Here’s a link to and a citation for the paper,

Neuromorphic computing with multi-memristive synapses by Irem Boybat, Manuel Le Gallo, S. R. Nandakumar, Timoleon Moraitis, Thomas Parnell, Tomas Tuma, Bipin Rajendran, Yusuf Leblebici, Abu Sebastian, & Evangelos Eleftheriou. Nature Communications volume 9, Article number: 2514 (2018) DOI: https://doi.org/10.1038/s41467-018-04933-y Published 28 June 2018

This is an open access paper.

Also they’ve got a couple of very nice introductory paragraphs which I’m including here, (from the June 28, 2018 paper in Nature Communications; Note: Links have been removed),

The human brain with less than 20 W of power consumption offers a processing capability that exceeds the petaflops mark, and thus outperforms state-of-the-art supercomputers by several orders of magnitude in terms of energy efficiency and volume. Building ultra-low-power cognitive computing systems inspired by the operating principles of the brain is a promising avenue towards achieving such efficiency. Recently, deep learning has revolutionized the field of machine learning by providing human-like performance in areas, such as computer vision, speech recognition, and complex strategic games1. However, current hardware implementations of deep neural networks are still far from competing with biological neural systems in terms of real-time information-processing capabilities with comparable energy consumption.

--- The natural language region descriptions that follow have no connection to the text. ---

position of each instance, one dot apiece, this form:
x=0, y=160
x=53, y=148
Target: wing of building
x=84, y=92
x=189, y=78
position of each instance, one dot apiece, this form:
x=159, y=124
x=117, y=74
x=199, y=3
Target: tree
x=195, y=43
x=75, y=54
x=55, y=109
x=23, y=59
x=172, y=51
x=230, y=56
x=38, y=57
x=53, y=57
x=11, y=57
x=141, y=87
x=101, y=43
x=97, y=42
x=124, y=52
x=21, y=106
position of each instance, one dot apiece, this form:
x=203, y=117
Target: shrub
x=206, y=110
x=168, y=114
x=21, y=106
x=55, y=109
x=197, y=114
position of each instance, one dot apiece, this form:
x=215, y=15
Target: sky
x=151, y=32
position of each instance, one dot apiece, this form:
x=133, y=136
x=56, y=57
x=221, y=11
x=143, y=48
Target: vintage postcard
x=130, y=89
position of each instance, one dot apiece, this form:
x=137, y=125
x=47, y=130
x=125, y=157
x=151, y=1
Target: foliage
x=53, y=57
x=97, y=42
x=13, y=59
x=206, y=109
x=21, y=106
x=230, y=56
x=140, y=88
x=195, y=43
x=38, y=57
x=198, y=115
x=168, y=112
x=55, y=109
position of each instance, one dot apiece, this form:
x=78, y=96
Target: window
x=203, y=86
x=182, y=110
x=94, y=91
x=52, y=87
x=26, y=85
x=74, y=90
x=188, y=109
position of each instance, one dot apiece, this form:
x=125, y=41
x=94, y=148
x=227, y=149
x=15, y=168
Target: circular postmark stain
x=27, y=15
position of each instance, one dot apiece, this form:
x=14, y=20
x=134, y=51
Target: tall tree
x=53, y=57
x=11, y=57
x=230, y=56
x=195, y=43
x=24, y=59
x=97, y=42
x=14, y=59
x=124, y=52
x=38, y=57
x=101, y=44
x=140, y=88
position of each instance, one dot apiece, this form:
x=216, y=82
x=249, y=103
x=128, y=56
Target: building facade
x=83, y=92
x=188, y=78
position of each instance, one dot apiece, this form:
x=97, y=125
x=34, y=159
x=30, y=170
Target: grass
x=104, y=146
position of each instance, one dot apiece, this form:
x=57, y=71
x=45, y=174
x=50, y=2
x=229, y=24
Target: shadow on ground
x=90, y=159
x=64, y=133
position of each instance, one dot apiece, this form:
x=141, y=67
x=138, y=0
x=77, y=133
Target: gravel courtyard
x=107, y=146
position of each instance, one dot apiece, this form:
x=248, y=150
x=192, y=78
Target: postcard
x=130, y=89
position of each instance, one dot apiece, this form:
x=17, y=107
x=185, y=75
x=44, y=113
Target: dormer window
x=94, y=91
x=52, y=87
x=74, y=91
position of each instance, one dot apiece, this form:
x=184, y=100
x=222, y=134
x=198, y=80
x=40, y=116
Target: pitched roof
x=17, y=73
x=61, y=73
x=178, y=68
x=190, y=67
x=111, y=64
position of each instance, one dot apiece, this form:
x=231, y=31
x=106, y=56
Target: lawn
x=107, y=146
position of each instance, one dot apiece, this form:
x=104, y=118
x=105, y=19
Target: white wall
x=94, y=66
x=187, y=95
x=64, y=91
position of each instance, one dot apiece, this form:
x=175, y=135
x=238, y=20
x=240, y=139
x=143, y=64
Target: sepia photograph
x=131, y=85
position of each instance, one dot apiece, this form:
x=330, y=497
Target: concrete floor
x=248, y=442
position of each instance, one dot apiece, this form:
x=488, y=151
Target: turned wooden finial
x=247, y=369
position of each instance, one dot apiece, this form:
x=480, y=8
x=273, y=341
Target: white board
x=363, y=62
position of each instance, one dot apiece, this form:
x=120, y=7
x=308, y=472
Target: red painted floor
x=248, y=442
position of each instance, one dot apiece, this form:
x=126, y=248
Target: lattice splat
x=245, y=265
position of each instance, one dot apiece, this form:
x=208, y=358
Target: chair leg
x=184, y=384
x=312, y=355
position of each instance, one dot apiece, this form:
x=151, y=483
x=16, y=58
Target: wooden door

One of the reasons for this inefficiency is that most neural networks are implemented on computing systems based on the conventional von Neumann architecture with separate memory and processing units. There are a few attempts to build custom neuromorphic hardware that is optimized to implement neural algorithms2,3,4,5. However, as these custom systems are typically based on conventional silicon complementary metal oxide semiconductor (CMOS) circuitry, the area efficiency of such hardware implementations will remain relatively low, especially if in situ learning and non-volatile synaptic behavior have to be incorporated. Recently, a new class of nanoscale devices has shown promise for realizing the synaptic dynamics in a compact and power-efficient manner. These memristive devices store information in their resistance/conductance states and exhibit conductivity modulation based on the programming history6,7,8,9. The central idea in building cognitive hardware based on memristive devices is to store the synaptic weights as their conductance states and to perform the associated computational tasks in place.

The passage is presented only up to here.